Ainda segundo Ribeiro, a historiadora invalidou o trabalho de todos os envolvidos na produção. “Nas entrelinhas, você está dizendo que Beyoncé, sendo rica e famosa, não sabe da própria negritude. E ainda, indiretamente, deslegitima todos os negros e/ou africanos que assinam o trabalho. Da figurinista mulher negra de pele escura, aos artistas, diretores, e etc”, lamentou em seguida.
Em sua crítica, o autor Ale Santos disse que Lilia pouco entendia do “poder da cosmovisão e da ficção afrocentrada“. “Por isso, ela coloca a régua eurocêntrica em tudo e evoca um ‘senso de realidade’ que não cabe no imaginário negro pra discutir Beyoncé. É tentar diminuir aquele fogo que ela não controla e nunca irá”, avaliou.
E ainda deixou um aviso: “A imprensa tem que se ligar da nova realidade. No passado, quando seus colunistas falavam besteira, não existia um espaço para pessoas negras e periféricas questionarem. Hoje, nós temos voz pra criticar e isso tá assustando geral, deixa nomes famosos em choque. É só o começo”.
Lilia schwarcz não entende nada do poder da cosmovisão e da ficção afrocentrada por isso coloca a régua eurocêntrica em tudo e evoca um "senso de realidade" que não cabe no imaginário negro pra discutir Beyoncé. É tentar diminuir aquele fogo que ela não controla e nunca irá 🔥
— Ale Santos (@Savagefiction) August 3, 2020
A imprensa tem que se ligar da nova realidade. No passado quando seus colunistas falavam besteira não existia um espaço para pessoas negras e periféricas questionarem, hoje nós temos voz pra criticar e isso tá assustando geral, deixa nomes famosos em choque. É só o começo 🔥
— Ale Santos (@Savagefiction) August 3, 2020
A influenciadora Jude Paulla resolveu tirar sarro da situação, e apenas publicou uma imagem que mostra um senhor branco, representando Lilia, carregando a causa do vestido de Beyoncé. “Risos”, escreveu ela.
rsrsrsrs pic.twitter.com/SGK9IWGC5y
— jude (@judepaulla1) August 3, 2020
Pedido de desculpas
Ao saber da repercussão negativa, Schwarcz fez uma publicação na qual tentou se explicar, e pediu desculpas. “Agradeço a todos os comentários e sugestões. Sempre. Gostaria de esclarecer que gostei demais do trabalho de Beyoncé. Penso que faz parte da democracia discordar. Faz parte da democracia, inclusive, apresentar com respeito argumentos discordantes”, enfatizou.

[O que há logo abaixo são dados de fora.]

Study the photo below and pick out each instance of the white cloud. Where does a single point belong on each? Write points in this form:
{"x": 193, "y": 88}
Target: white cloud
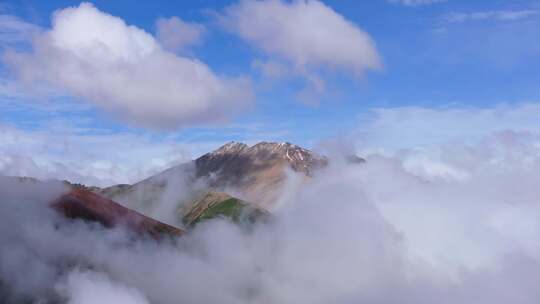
{"x": 416, "y": 2}
{"x": 89, "y": 157}
{"x": 84, "y": 287}
{"x": 175, "y": 34}
{"x": 305, "y": 34}
{"x": 395, "y": 128}
{"x": 123, "y": 69}
{"x": 503, "y": 15}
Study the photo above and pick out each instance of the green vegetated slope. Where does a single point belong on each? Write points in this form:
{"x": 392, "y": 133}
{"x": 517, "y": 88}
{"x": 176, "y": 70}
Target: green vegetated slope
{"x": 218, "y": 204}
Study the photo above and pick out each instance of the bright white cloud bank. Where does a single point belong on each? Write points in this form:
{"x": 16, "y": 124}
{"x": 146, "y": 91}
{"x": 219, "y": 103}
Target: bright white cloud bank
{"x": 121, "y": 68}
{"x": 371, "y": 233}
{"x": 94, "y": 159}
{"x": 176, "y": 34}
{"x": 304, "y": 33}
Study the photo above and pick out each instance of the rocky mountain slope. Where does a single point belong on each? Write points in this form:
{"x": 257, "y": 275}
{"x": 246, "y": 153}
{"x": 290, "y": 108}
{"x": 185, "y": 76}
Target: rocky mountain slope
{"x": 254, "y": 175}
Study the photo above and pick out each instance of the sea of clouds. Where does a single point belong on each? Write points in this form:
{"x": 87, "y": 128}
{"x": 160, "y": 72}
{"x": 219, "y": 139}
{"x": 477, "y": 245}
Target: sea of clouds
{"x": 457, "y": 224}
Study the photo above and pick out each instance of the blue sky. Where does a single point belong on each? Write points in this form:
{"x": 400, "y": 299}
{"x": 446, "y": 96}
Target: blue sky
{"x": 446, "y": 56}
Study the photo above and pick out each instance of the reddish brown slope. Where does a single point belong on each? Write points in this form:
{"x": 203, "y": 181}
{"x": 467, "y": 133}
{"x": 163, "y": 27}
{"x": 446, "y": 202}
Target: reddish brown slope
{"x": 83, "y": 204}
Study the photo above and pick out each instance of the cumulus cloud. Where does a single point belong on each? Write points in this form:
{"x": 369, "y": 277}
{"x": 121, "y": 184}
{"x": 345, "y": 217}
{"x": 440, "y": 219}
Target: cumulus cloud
{"x": 304, "y": 35}
{"x": 402, "y": 127}
{"x": 175, "y": 34}
{"x": 92, "y": 158}
{"x": 98, "y": 57}
{"x": 348, "y": 236}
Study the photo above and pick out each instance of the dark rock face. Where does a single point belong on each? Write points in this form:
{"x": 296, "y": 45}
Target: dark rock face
{"x": 233, "y": 162}
{"x": 83, "y": 204}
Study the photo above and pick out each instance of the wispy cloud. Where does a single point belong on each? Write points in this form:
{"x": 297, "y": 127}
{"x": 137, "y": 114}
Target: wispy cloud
{"x": 14, "y": 30}
{"x": 500, "y": 15}
{"x": 416, "y": 2}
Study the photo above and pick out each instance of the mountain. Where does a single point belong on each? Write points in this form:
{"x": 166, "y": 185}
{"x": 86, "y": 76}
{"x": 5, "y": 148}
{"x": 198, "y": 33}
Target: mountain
{"x": 79, "y": 203}
{"x": 216, "y": 204}
{"x": 253, "y": 175}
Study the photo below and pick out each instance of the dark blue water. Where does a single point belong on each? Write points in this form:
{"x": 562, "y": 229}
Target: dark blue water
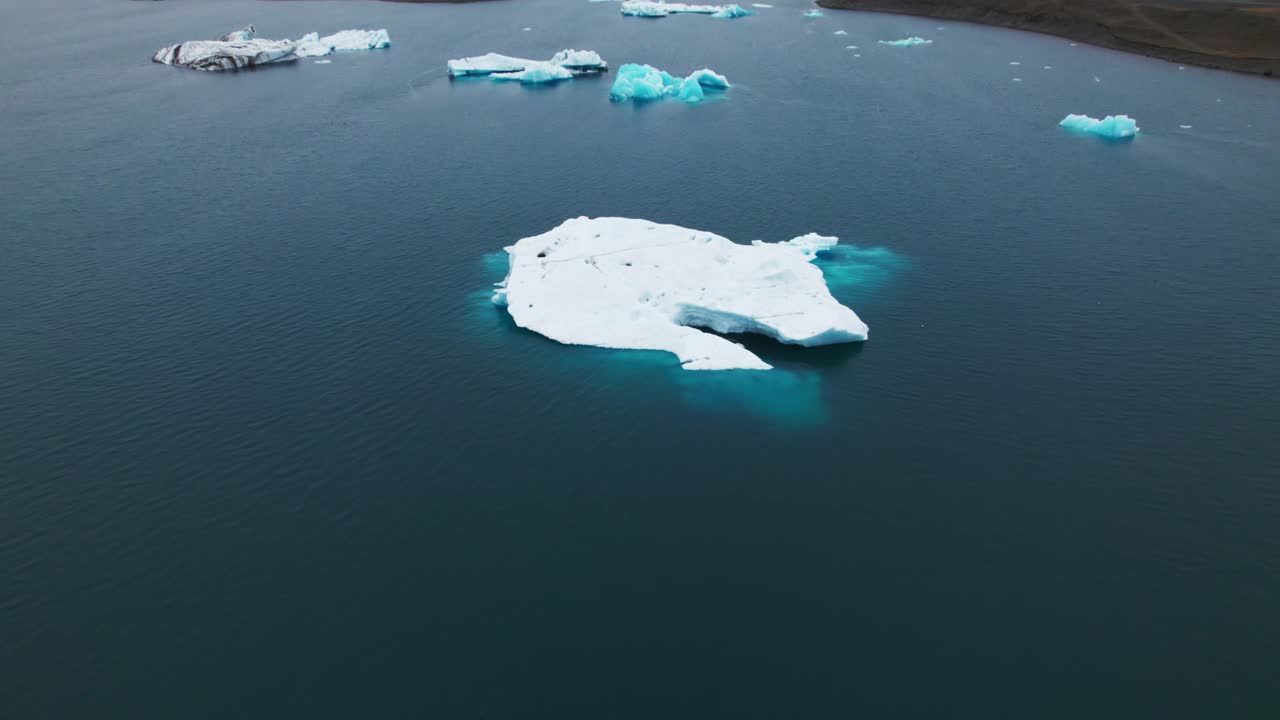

A professora então culpou o título da matéria como possível causador de discórdias, e pediu que o texto na íntegra fosse lido. “Já escrevi artigo super elogioso à Beyoncé nesse mesmo jornal, o que só mostra meu respeito pela artista. E por respeitar, me permiti comentar um aspecto e não o vídeo todo. Agradeço demais a leitura completa do ensaio. Penso que o título também levou a má compreensão. Dito isso, sei que todo texto pode ter várias interpretações e me desculpo diante das pessoas que ofendi. Não foi minha intenção. Continuamos no diálogo que nos une por aqui”, finalizou.